The former Governor of Massachusetts certainly was not the favourite when he set out. Even after he won his party’s nomination, choosing as his running mate Paul Ryan to inspire ultraconservative ideologues, it was hard for Romney to claw even with Obama’s lead. Some analysts felt the game was already almost played out.
Norm Ornstein, with the American Enterprise Institute, said: “There is a lot of nervousness about Romney among Republicans. He has run a poor campaign since he won nomination, there is no doubt about that.”
The Republican nominee for the White House offended his hosts when he visited London, by casting doubt on their security arrangements for the Olympic Games. The media called him a twit and a party-pooper.
He distanced the Palestinians and other Arabs on his reaching out trip to a divided and hotly contested city, with this geopolitical gaffe:
Romney: “It’s a deeply moving experience to be in Jerusalem, the capital of Israel.”
Debating foreign policy, Romney repeated an error which he had made several times before, ignoring that Iraq lies between Iran and Syria.
Romney: “Syria is an opportunity for us because Syria plays an important role in the Middle East, particularly right now. Syria is Iran’s only ally in the Arab world. It’s their route to the sea.”
The former businessman felt better talking about the economy, but he was dropped deep in discomfort when a video was leaked in which he said 47 percent of Americans do not pay income taxes, are dependent upon government, and believe they are victims.
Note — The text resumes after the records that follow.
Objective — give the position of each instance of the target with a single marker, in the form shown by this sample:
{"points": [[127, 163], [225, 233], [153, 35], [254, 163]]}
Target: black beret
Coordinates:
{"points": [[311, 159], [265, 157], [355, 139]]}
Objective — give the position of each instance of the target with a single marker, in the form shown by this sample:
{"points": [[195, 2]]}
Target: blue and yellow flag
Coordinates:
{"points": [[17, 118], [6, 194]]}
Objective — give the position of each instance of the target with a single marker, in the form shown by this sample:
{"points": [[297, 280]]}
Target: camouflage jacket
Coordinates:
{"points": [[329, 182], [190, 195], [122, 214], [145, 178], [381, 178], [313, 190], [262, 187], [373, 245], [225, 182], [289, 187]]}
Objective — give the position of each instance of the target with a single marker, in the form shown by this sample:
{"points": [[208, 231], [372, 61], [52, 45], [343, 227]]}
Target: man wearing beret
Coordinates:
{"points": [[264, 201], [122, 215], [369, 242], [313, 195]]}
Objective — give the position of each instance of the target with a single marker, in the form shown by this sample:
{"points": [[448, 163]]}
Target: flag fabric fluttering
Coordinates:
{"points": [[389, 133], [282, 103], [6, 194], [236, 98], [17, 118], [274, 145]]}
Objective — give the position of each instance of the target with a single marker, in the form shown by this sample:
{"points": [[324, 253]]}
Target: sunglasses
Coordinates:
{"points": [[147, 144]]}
The challenger did some hard pedalling after that one.
Romney: “The President’s approach is attractive to people that are not paying taxes. Frankly, my discussion about lowering taxes isn’t as attractive to them, and therefore I am not likely to draw them in to my campaign as affectively as those who are in the middle.”
But Romney was well warmed up for speaking in public, while the incumbent was not. And so, Romney outscored Obama in their first televised debate.
Romney: “My number one principle is there will be no tax cut that adds to the deficit. I want to underline that. No tax cut that adds to the deficit. But I do want to reduce the burden being paid by middle-income Americans. And to do that, that also means I cannot reduce the burden paid by high-income Americans.”
As the rivals went into the home stretch, the severe weather added more unpredictable elements, along with the final pre-election snapshot of employment across the US.